Trump, for all his absurdity and venality, does not condescend to his followers in a traditional way. They aspire to be him and he believes, fully, he is better than them, and doesn’t hide it. He can shoot people, after all, and keep the cult going. He also treats them like a fan base, tossing merch into the crowd, telling outlandish jokes to keep them occupied. He makes them feel a part of something far larger than themselves. Some of them will believe, falsely, the election was stolen. And some of the 70 million—maybe a large majority—will probably move on. They have lives to live, mouths to feed, jobs to hurry to. Politics cannot consume them. Talk of coups and imminent fascism will recede from them as they tune out from the 2020 spectacle. Politics can only be the sport of choice for so long. Some will choose to engage again and others won’t. Trump will lie, until he dies, that he really won the election, that it was all stolen from him by dirty Democrats. He will say the lie enough to believe it himself. Deranged to much of us, he will inhabit a Lost Cause of his own design. As we move away from this moment, we should study it. Though a fraud and a con man, Trump won tens of millions of votes in two national elections. He found new converts beyond his white working class base. This is America too. We should try to understand why.
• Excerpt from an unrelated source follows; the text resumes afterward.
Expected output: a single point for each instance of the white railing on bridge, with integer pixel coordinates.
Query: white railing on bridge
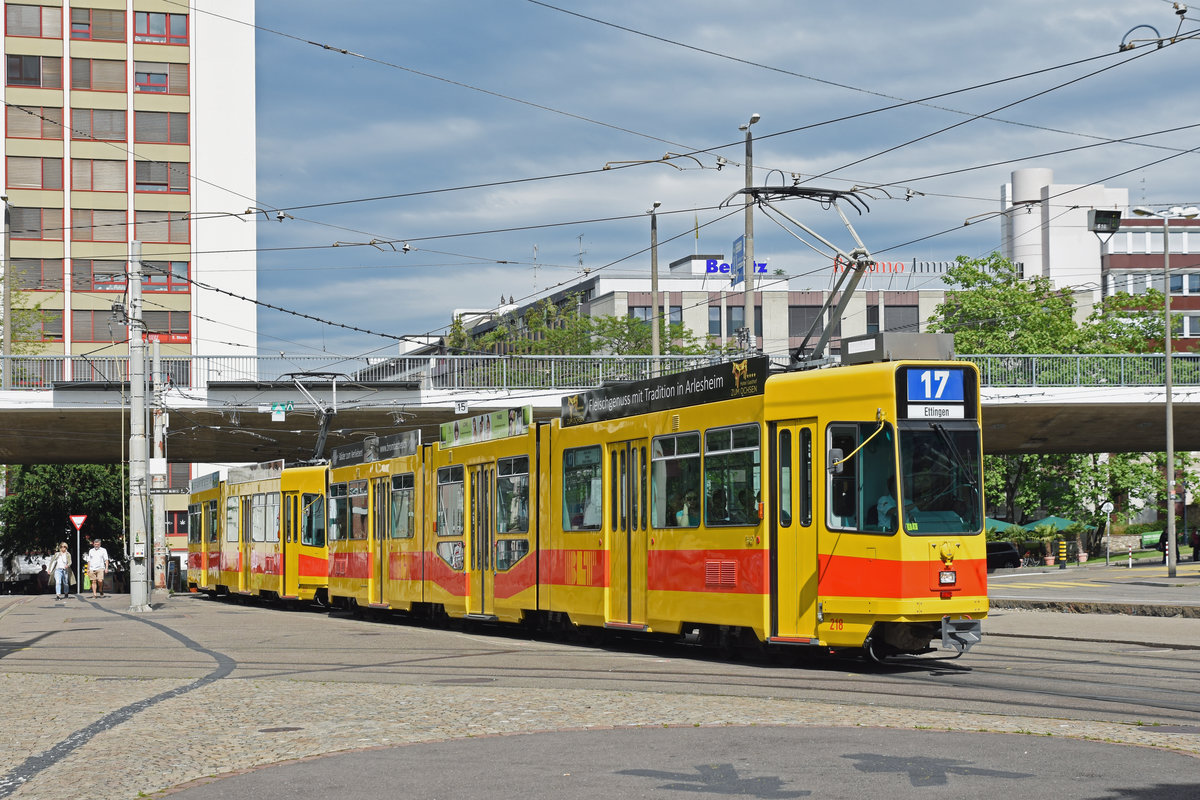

Biden has supporters. Trump has a fanbase. That's my takeaway from the article, and that insight alone made the read worth it. But Mike Pence or Don Jr. can't pick up Trumpism and just play covers. A cover band does not fill stadiums. Trumpism is over. All future tour dates are cancelled. Fans hungry for encores will see shows where imitators play "Build the Wall" "Lock Her Up" and all the other favorites from the first album, but it won't be the same without the leading man. Cover bands pander, but Trump's genuine contempt for his fans is what made him seem like a rock star. It's something that other politicians will not dare do, because they deep down want to please supporters. Trump seemed manly because he transparently only wanted to please himself.
One of the best explanations of Trumpism I've read. Thanks.